Además de esos graves riesgos, a los que se somete la mujer y no el hombre, en una clara muestra de política sexista desigual, conviene atender, y mucho, a la evolución del mercado farmacéutico. Éste nos indica que mientras la compra de las diferentes presentaciones del fármaco se ha disparado en progresión geométrica desde su liberalización, a finales de septiembre de 2009, multiplicándose los beneficios de los laboratorios fabricantes, al mismo tiempo está decreciendo el consumo de preservativos. Durante el primer año de comercialización libre de la ‘píldora del día después’, las ventas de profilácticos convencionales han caído en España en 2,4 millones de unidades. Y eso, produciéndose un aumento de la población registrada por el Instituto Nacional de Estadística (INE) de alrededor de 155.000 personas durante el mismo periodo (octubre de 2009-octubre de 2010). La conclusión de este baile de cifras es clara, y llama la atención que ninguna sociedad científica haya lanzado todavía la voz de alerta ante tamaño problema en ciernes, especialmente la Sociedad Española de Ginecología y Obstetricia o la Academia España de Dermatología y Venereología. Se trata del potencial riesgo de aumento de enfermedades venéreas. En pocas palabras: el uso accesible de la píldora está desincentivando la utilización de métodos profilácticos tradicionales, con todo lo que ello implica a efectos de una posible transmisión de patologías de carácter sexual. Habrá que estar atentos a las ventas que han experimentado los test de detección de este tipo de enfermedades para cerrar el círculo del análisis.

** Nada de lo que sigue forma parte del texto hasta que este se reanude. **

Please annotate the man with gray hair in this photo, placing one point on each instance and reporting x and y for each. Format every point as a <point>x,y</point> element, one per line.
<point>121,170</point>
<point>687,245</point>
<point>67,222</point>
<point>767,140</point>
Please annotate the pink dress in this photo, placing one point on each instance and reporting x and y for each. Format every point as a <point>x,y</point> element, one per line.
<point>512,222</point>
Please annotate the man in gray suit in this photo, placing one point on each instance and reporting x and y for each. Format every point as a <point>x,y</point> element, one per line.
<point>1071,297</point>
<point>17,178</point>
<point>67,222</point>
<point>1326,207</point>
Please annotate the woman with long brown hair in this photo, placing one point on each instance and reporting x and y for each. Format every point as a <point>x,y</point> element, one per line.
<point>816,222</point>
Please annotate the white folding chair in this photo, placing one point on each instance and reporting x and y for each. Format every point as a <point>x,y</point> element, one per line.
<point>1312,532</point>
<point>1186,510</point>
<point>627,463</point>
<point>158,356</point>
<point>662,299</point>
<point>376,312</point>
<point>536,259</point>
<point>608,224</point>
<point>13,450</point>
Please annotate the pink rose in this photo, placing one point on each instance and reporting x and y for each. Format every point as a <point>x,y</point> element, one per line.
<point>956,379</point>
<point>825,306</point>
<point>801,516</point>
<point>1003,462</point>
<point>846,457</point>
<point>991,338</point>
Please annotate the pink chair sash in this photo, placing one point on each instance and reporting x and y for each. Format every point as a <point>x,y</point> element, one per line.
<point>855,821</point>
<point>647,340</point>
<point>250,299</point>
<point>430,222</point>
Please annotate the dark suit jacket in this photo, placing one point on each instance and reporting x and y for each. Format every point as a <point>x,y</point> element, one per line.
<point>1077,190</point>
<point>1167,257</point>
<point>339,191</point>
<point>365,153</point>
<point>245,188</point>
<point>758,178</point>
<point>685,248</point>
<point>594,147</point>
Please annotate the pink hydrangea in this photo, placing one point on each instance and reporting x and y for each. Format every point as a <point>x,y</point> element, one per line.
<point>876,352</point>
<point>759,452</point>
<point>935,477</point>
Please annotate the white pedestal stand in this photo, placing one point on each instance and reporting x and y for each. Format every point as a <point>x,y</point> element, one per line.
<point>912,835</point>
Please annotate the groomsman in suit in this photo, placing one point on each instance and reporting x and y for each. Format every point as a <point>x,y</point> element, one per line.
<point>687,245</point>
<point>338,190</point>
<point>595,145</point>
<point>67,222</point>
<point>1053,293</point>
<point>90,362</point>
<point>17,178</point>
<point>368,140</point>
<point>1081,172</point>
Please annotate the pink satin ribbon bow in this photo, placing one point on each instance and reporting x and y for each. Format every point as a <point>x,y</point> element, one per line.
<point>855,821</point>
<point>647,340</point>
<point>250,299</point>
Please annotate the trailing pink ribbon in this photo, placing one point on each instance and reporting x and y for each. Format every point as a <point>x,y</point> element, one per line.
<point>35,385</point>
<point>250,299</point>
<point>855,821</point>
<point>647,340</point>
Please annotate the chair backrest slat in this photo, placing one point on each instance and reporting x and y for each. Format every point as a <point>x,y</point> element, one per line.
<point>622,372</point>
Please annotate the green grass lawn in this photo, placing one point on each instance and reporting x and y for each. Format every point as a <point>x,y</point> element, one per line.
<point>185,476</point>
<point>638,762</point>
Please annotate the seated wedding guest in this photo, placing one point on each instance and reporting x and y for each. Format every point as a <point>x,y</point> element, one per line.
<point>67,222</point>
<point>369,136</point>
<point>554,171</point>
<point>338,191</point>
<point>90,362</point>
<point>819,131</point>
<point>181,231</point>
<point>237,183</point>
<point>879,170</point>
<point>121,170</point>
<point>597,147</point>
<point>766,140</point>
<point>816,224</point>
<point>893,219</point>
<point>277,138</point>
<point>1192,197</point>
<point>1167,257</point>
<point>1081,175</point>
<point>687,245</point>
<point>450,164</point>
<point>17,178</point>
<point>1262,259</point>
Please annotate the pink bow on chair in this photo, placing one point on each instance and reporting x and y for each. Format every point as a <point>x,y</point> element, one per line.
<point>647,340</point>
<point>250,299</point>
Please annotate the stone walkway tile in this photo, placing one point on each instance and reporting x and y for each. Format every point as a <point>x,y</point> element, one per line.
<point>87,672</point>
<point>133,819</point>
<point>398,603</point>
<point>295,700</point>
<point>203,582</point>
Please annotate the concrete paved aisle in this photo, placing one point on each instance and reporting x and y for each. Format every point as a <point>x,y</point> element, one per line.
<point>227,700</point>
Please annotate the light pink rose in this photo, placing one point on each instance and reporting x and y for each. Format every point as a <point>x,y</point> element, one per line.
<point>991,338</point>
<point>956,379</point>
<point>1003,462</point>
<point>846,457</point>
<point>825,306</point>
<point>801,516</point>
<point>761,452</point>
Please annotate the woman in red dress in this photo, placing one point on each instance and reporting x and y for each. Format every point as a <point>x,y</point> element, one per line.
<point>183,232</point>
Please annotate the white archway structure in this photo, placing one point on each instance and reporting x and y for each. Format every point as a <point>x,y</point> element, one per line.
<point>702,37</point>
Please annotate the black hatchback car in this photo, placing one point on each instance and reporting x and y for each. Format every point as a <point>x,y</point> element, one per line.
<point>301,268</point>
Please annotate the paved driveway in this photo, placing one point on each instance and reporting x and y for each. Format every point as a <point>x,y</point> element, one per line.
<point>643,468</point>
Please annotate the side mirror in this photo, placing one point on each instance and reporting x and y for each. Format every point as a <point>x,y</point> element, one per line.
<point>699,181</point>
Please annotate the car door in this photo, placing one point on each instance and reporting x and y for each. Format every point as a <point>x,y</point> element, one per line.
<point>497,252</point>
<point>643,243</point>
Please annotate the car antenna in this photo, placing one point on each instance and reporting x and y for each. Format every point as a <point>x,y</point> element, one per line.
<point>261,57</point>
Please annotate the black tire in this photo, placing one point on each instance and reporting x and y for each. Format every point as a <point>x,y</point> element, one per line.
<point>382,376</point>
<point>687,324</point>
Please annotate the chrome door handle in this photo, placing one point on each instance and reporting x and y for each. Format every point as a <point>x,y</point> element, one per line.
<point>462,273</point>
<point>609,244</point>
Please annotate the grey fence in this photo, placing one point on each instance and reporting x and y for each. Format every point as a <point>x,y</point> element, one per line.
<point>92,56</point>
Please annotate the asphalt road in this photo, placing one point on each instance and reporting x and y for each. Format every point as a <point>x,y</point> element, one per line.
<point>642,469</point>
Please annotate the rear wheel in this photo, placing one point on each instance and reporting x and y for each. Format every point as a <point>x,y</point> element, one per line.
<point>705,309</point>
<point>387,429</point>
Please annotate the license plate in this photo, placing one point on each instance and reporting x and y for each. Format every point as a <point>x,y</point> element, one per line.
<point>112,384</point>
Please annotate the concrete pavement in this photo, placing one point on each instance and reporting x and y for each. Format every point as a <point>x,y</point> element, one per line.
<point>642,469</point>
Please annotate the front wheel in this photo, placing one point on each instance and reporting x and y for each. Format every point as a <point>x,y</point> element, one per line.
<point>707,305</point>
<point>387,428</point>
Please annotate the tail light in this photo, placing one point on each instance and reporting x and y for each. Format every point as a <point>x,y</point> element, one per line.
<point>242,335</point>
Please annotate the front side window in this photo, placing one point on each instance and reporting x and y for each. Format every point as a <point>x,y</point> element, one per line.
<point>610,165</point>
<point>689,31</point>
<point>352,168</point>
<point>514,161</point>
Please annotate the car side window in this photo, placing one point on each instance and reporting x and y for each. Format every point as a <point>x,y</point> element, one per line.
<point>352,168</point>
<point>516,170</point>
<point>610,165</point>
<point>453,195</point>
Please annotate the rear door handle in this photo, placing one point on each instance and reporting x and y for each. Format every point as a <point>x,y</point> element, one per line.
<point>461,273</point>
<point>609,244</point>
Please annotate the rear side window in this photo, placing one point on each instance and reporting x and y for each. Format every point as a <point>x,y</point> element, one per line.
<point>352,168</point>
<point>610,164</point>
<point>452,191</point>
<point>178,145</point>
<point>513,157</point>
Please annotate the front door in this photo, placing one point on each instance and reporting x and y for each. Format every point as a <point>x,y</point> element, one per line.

Esta bomba sanitaria en España representada por la píldora, ante la que asisten pasivos altos cargos que van desde la ministra hasta el secretario general de Sanidad, pasando por el director general de Farmacia del Ministerio —que calificó al medicamento como “ético” para poder dispensarlo sin receta sin anunciarlo en medios ante sus potenciales riesgos— y el director general de Salud Pública, no ha conseguido encima el objetivo para el que, supuestamente, fue autorizada: la reducción del número de abortos. Pese al humo mediático lanzado por Leire Pajín en su segunda gran intervención pública en Madrid, las interrupciones voluntarias del embarazo sólo se han reducido entre la población inmigrante, mucho menor tras la crisis económica; entre las mujeres españolas no ha habido reducción alguna del número de abortos. Sólo cabe preguntarse si es ésta una política seria y si buscaba realmente las metas que el Gobierno decía, u otras bien distintas.